Javier llevó a Elsa hasta un pequeño río cercano a la casa. La animó a darse un baño con él. Al principio, ésta se negó. Le daba vergüenza que alguien pudiera verles. Sin embargo, el deseo pudo al final con ella y, además de meterse en el agua y jugar junto a él, hicieron el amor con dulzura y pasión en la orilla. Los besos de Javier la volvían loca. La pasión que desataba en ella era increíble. Su mirada la hacía vibrar como nunca nadie lo había hecho. Ésa era la razón por la que nunca podía decirle que no a nada, y menos aquella noche, con aquella luna y en aquel lugar.

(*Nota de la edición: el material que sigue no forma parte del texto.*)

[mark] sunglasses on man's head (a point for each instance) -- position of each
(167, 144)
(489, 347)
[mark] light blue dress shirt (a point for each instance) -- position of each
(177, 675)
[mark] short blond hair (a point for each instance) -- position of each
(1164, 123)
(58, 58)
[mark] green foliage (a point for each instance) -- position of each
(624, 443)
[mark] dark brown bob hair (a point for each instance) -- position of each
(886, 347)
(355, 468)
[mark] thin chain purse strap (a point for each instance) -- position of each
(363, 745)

Volvieron de madrugada, cuando pensaban que nadie les vería ni oiría. Pero se equivocaron. Unos ojos sabios y envejecidos por el tiempo les observaban y sonreían al ver la felicidad de aquella pareja. Era una felicidad tan verdadera y tan maravillosa como la que en su momento Sanuye y Awi Ni’ta disfrutaron en aquellas tierras y en aquel río, con aquella luna y bajo aquellas mismas estrellas, que aquella noche lucían de forma maravillosa para su nieto y su amor.